Automatic CSP Generator

Generate Content Security Policy headers for your website. Protect against XSS, clickjacking, and other injection attacks.

Enter a URL to scan with a real browser and generate a CSP policy.

Enter a URL to analyze

We'll scan your website with a real browser to discover all scripts, styles, and external resources needed for your Content Security Policy.

What we detect:

  • External scripts & styles
  • Third-party resources
  • Inline code usage

What you get:

  • Ready-to-use CSP header
  • Security header audit
  • Implementation guidance

What is Content Security Policy?

Content Security Policy (CSP) is a security standard that helps prevent cross-site scripting (XSS), clickjacking, and other code injection attacks. It works by specifying which sources of content browsers should trust and execute.

When a browser loads your page, it checks each resource (scripts, styles, images, fonts, etc.) against your CSP rules. Resources that don’t match an approved source are blocked, preventing malicious code from executing even if an attacker manages to inject it into your page.

How CSP works

CSP is delivered as an HTTP response header:

Content-Security-Policy: default-src 'self'; script-src 'self' https://cdn.example.com

This example policy:

  • Allows resources from the same origin ('self') by default
  • Only allows scripts from the same origin and cdn.example.com
  • Blocks inline scripts unless explicitly allowed

Common CSP directives

default-src - Fallback for all resource types not explicitly specified.

script-src - Controls which scripts can execute.

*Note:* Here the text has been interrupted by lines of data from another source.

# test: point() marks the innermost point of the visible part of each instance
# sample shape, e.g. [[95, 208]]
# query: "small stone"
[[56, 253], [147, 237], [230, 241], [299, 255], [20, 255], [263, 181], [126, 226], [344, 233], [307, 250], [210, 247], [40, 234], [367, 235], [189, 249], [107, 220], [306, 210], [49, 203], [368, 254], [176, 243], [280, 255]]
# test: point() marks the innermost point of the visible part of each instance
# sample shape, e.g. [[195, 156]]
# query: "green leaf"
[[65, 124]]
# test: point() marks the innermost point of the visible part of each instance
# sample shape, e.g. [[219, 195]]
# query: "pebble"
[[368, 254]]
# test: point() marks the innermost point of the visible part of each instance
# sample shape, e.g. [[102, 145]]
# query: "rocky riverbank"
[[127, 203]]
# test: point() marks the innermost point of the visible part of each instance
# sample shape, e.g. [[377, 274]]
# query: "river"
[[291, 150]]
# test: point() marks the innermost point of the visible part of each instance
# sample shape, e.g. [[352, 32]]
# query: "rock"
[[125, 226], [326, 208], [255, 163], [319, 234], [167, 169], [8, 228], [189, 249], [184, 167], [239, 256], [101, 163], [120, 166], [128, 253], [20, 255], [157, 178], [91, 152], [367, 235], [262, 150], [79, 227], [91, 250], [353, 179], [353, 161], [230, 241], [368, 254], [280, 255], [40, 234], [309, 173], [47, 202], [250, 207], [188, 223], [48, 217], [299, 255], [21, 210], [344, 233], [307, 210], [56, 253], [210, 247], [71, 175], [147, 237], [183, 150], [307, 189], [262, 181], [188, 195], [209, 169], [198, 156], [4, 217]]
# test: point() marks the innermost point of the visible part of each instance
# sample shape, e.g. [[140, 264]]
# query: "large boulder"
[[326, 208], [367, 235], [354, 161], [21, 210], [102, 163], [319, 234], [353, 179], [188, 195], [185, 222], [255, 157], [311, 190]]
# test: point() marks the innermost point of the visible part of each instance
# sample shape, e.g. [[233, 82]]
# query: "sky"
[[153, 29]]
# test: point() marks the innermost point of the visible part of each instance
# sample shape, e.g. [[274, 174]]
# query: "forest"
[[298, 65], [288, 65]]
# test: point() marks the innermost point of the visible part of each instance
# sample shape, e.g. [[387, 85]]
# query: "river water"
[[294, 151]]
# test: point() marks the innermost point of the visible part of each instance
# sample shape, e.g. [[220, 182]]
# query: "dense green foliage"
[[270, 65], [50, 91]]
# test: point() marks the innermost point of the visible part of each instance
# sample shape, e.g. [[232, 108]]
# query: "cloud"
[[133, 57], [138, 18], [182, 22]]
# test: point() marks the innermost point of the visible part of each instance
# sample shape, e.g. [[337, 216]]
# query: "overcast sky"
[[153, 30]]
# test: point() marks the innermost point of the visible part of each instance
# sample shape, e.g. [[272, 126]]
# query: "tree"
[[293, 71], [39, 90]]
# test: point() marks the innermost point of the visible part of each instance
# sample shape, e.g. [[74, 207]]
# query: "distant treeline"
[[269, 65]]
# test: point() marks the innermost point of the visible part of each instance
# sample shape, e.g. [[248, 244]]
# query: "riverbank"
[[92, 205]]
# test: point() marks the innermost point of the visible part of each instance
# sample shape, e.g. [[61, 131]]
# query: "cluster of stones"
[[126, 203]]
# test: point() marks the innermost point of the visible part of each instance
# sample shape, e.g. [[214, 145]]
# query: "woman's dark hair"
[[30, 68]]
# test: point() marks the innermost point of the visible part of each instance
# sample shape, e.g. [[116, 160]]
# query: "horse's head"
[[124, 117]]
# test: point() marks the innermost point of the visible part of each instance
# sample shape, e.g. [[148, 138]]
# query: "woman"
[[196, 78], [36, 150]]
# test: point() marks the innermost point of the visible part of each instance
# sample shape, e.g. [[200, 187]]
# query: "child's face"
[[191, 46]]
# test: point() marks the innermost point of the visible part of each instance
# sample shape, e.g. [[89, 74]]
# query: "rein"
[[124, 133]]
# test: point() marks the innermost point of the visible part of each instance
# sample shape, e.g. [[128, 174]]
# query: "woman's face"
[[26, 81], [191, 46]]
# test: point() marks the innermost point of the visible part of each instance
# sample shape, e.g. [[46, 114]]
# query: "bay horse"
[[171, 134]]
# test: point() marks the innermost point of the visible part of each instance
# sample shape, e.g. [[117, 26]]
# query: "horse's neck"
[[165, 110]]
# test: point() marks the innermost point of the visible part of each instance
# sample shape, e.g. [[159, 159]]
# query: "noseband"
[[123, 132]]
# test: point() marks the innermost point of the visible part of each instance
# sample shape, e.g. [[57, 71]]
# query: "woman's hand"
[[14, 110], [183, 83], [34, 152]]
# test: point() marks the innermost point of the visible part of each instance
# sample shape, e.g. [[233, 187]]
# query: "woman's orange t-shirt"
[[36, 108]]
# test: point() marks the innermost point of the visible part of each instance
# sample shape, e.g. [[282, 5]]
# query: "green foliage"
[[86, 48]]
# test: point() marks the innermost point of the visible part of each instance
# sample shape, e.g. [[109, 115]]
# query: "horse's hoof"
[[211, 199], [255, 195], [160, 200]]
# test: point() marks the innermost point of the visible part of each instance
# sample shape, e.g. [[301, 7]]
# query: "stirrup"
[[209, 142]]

Critical for preventing XSS.

style-src - Controls which stylesheets can be applied.

img-src - Controls which images can be loaded.

font-src - Controls which fonts can be loaded.

connect-src - Controls which URLs can be accessed via fetch, XMLHttpRequest, and WebSocket.

frame-src - Controls which URLs can be embedded in iframes.

frame-ancestors - Controls which sites can embed your page in an iframe (clickjacking protection).

form-action - Controls where forms can submit data.

base-uri - Restricts URLs that can appear in the <base> element.

Special source values

  • 'self' - Same origin as the document
  • 'none' - Block all sources
  • 'unsafe-inline' - Allow inline scripts/styles (reduces security)
  • 'unsafe-eval' - Allow eval() and similar (reduces security)
  • 'strict-dynamic' - Trust scripts loaded by already-trusted scripts
  • 'nonce-{value}' - Allow specific inline scripts with matching nonce
  • 'sha256-{hash}' - Allow inline scripts matching the hash

Implementing CSP

Start with report-only mode - Use Content-Security-Policy-Report-Only to test your policy without breaking anything. Monitor the reports to identify legitimate resources being blocked.

Be specific - Avoid 'unsafe-inline' and 'unsafe-eval' where possible. Use nonces or hashes for inline scripts you control.

Iterate - CSP implementation is often iterative. Start restrictive, monitor reports, and adjust as needed.

How to deploy CSP with QuantCDN

You can add CSP headers to your site using Page Rules. Create a rule that matches your pages and adds the Content-Security-Policy header with your generated policy.

How this tool works

Use the generator above to build a CSP policy by selecting which sources to allow for each directive. The tool outputs a ready-to-use header value that you can add to your server configuration or QuantCDN Page Rules.